No one should misrepresent themselves or their intentions while using Airbnb.
What we do allow
- Business identification: If you joined Airbnb as a business or company, you may be required to confirm your business ID, address, and phone number.
- Representative inventory: We allow Hosts to list multiple rooms under a single “representative” listing in instances where the rooms are similar enough to be considered substitutes for each other (ex: in hotels or serviced apartments). However, these rooms must have the same amenities, bed configurations, size, decor, and address.
What we don’t allow
- Identity misrepresentation: When verifying your identity as the account holder, all information submitted must be true and accurate. Falsified or doctored documents are not allowed.
- Accommodation bait and switch: Host may not mislead guests by offering a stay that is significantly different to the actual accommodation that guests will be staying in, regardless of whether the address is the same.
- Surprise payment requests: Hosts should not request additional payments that weren’t previously granted in advance by Airbnb or agreed upon with the guest prior to booking.
- False reports and claims: When filing a claim or reporting any incident to Airbnb, you must supply true and accurate information.

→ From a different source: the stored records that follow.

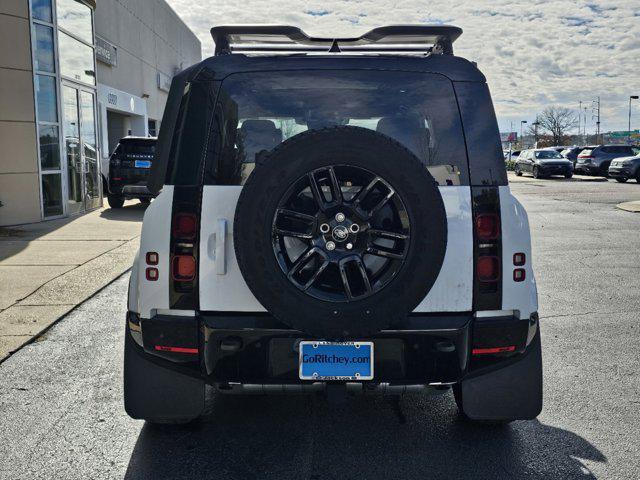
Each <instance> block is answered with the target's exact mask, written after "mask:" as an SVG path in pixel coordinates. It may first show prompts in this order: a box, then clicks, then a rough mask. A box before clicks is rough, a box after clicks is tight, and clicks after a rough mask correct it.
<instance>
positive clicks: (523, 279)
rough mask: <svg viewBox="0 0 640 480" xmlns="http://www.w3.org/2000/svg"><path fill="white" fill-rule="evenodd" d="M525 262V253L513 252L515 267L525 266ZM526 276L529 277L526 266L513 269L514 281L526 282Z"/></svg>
mask: <svg viewBox="0 0 640 480" xmlns="http://www.w3.org/2000/svg"><path fill="white" fill-rule="evenodd" d="M525 263H527V256H526V255H525V254H524V253H522V252H518V253H514V254H513V266H514V267H524V265H525ZM526 278H527V271H526V270H525V269H524V268H514V269H513V281H514V282H524V281H525V279H526Z"/></svg>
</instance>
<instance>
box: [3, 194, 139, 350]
mask: <svg viewBox="0 0 640 480" xmlns="http://www.w3.org/2000/svg"><path fill="white" fill-rule="evenodd" d="M143 215H144V206H143V205H141V204H140V203H138V202H137V201H132V202H127V203H126V204H125V207H124V208H123V209H121V210H112V209H109V208H101V209H99V210H96V211H93V212H90V213H88V214H86V215H82V216H79V217H72V218H66V219H62V220H52V221H49V222H42V223H38V224H33V225H25V226H20V227H12V228H4V227H0V362H1V361H2V360H4V359H5V358H7V357H8V356H9V355H11V353H12V352H14V351H16V350H17V349H19V348H20V347H21V346H23V345H24V344H25V343H28V342H30V341H31V340H32V339H33V338H34V337H37V336H38V335H39V334H40V333H41V332H43V331H44V330H46V329H47V328H48V327H49V326H50V325H51V324H53V323H54V322H55V321H56V320H58V319H59V318H60V317H62V316H63V315H65V314H66V313H68V312H69V311H70V310H72V309H73V308H74V307H76V306H77V305H79V304H80V303H82V302H83V301H85V300H86V299H87V298H89V297H91V296H92V295H93V294H95V293H96V292H97V291H98V290H100V289H101V288H103V287H104V286H105V285H107V284H109V283H110V282H111V281H113V280H114V279H115V278H117V277H118V276H120V275H121V274H122V273H124V272H125V271H126V270H127V269H129V268H130V267H131V264H132V262H133V258H134V256H135V253H136V251H137V249H138V241H139V235H140V227H141V224H142V216H143ZM87 321H91V319H87Z"/></svg>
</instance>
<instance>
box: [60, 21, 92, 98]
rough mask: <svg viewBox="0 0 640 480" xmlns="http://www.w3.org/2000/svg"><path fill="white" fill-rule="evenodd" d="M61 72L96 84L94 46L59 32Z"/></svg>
mask: <svg viewBox="0 0 640 480" xmlns="http://www.w3.org/2000/svg"><path fill="white" fill-rule="evenodd" d="M58 52H59V57H60V58H59V62H60V73H61V74H62V75H63V76H65V77H69V78H71V79H73V80H77V81H80V82H84V83H90V84H91V85H95V83H96V74H95V69H94V66H93V48H91V47H89V46H88V45H85V44H84V43H82V42H79V41H78V40H76V39H75V38H73V37H70V36H69V35H67V34H65V33H62V32H58Z"/></svg>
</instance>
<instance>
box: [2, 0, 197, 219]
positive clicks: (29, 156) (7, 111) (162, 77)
mask: <svg viewBox="0 0 640 480" xmlns="http://www.w3.org/2000/svg"><path fill="white" fill-rule="evenodd" d="M200 59H201V46H200V42H199V41H198V39H197V38H196V36H195V34H193V32H191V31H190V30H189V28H188V27H187V26H186V25H185V24H184V23H183V22H182V20H181V19H180V18H179V17H178V16H177V15H176V13H175V12H174V11H173V10H172V9H171V8H170V7H169V6H168V5H167V4H166V2H165V1H164V0H127V1H123V0H97V1H96V0H2V1H0V147H1V149H2V150H1V152H0V226H6V225H18V224H24V223H32V222H38V221H41V220H48V219H54V218H60V217H66V216H70V215H74V214H78V213H82V212H85V211H88V210H91V209H94V208H97V207H99V206H101V205H102V195H103V180H102V172H105V169H106V166H107V165H108V156H109V153H110V152H111V151H112V150H113V148H114V147H115V145H117V142H118V140H119V139H120V138H121V137H123V136H125V135H139V136H147V135H150V136H153V135H156V134H157V132H158V129H159V128H160V121H161V119H162V112H163V110H164V105H165V102H166V98H167V91H168V88H169V84H170V81H171V78H172V76H173V75H174V74H175V73H176V72H177V71H179V70H181V69H183V68H186V67H188V66H190V65H192V64H194V63H196V62H198V61H200Z"/></svg>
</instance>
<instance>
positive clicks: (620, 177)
mask: <svg viewBox="0 0 640 480" xmlns="http://www.w3.org/2000/svg"><path fill="white" fill-rule="evenodd" d="M609 176H611V177H613V178H633V176H634V175H633V172H632V171H631V169H630V168H626V167H609Z"/></svg>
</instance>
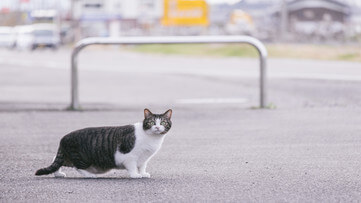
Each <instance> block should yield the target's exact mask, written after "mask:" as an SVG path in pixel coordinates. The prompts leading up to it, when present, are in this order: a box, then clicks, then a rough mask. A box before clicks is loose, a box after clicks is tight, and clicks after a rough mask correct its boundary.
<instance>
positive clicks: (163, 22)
mask: <svg viewBox="0 0 361 203" xmlns="http://www.w3.org/2000/svg"><path fill="white" fill-rule="evenodd" d="M208 24H209V22H208V5H207V3H206V1H205V0H164V14H163V18H162V25H165V26H208Z"/></svg>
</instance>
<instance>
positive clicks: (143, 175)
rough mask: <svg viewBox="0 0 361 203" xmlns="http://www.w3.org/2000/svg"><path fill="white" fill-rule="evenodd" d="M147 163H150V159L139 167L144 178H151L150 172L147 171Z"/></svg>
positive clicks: (139, 170) (143, 177)
mask: <svg viewBox="0 0 361 203" xmlns="http://www.w3.org/2000/svg"><path fill="white" fill-rule="evenodd" d="M147 163H148V161H146V162H144V163H143V164H142V165H140V167H139V172H140V175H142V177H143V178H150V174H149V173H147V172H146V168H147Z"/></svg>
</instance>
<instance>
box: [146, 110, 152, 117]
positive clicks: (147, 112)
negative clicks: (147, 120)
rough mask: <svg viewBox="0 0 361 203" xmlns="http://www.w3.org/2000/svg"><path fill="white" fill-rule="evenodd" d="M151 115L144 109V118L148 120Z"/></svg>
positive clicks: (148, 112) (147, 111) (151, 113)
mask: <svg viewBox="0 0 361 203" xmlns="http://www.w3.org/2000/svg"><path fill="white" fill-rule="evenodd" d="M152 115H153V114H152V112H150V111H149V109H144V118H149V117H150V116H152Z"/></svg>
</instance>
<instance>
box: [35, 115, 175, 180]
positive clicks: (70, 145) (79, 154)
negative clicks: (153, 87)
mask: <svg viewBox="0 0 361 203" xmlns="http://www.w3.org/2000/svg"><path fill="white" fill-rule="evenodd" d="M171 117H172V109H169V110H168V111H166V112H165V113H163V114H153V113H152V112H151V111H150V110H148V109H144V120H143V122H139V123H135V124H133V125H126V126H117V127H93V128H85V129H81V130H76V131H73V132H71V133H69V134H67V135H65V136H64V137H63V138H62V139H61V141H60V146H59V149H58V152H57V155H56V156H55V158H54V160H53V163H52V164H51V165H50V166H49V167H47V168H42V169H39V170H37V171H36V173H35V175H37V176H40V175H47V174H50V173H54V176H55V177H65V176H66V174H65V173H63V172H61V167H62V166H68V167H75V168H76V169H77V171H78V172H79V173H80V174H81V175H82V176H84V177H88V178H96V174H101V173H105V172H107V171H109V170H111V169H126V170H127V171H128V173H129V176H130V177H131V178H143V177H144V178H150V174H149V173H147V172H146V167H147V163H148V161H149V160H150V159H151V158H152V157H153V156H154V155H155V154H156V153H157V151H158V150H159V149H160V147H161V145H162V143H163V140H164V137H165V135H166V133H167V132H168V131H169V130H170V128H171V126H172V122H171V120H170V119H171Z"/></svg>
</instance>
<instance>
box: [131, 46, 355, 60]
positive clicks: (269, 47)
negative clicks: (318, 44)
mask: <svg viewBox="0 0 361 203" xmlns="http://www.w3.org/2000/svg"><path fill="white" fill-rule="evenodd" d="M266 47H267V50H268V53H269V57H270V58H296V59H318V60H343V61H356V62H361V49H360V48H359V46H357V45H344V46H341V45H334V46H331V45H303V44H267V45H266ZM126 49H127V50H129V51H135V52H141V53H154V54H172V55H192V56H216V57H257V56H258V53H257V50H256V49H255V48H254V47H252V46H250V45H245V44H225V45H224V44H173V45H172V44H171V45H138V46H131V47H126Z"/></svg>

- Extortion: Using direct or indirect threats to obtain something from another person has no place in our community.
- Abuse or manipulation of Airbnb: No one may use abusive language, manipulative tactics, or make threats (violent or non-violent) when communicating with Airbnb or one of our representatives.
We're here to help
If you witness or experience behavior that goes against our policies, please let us know.
While these guidelines don’t cover every possible scenario, they’re designed to offer general guidance on Airbnb’s community policies.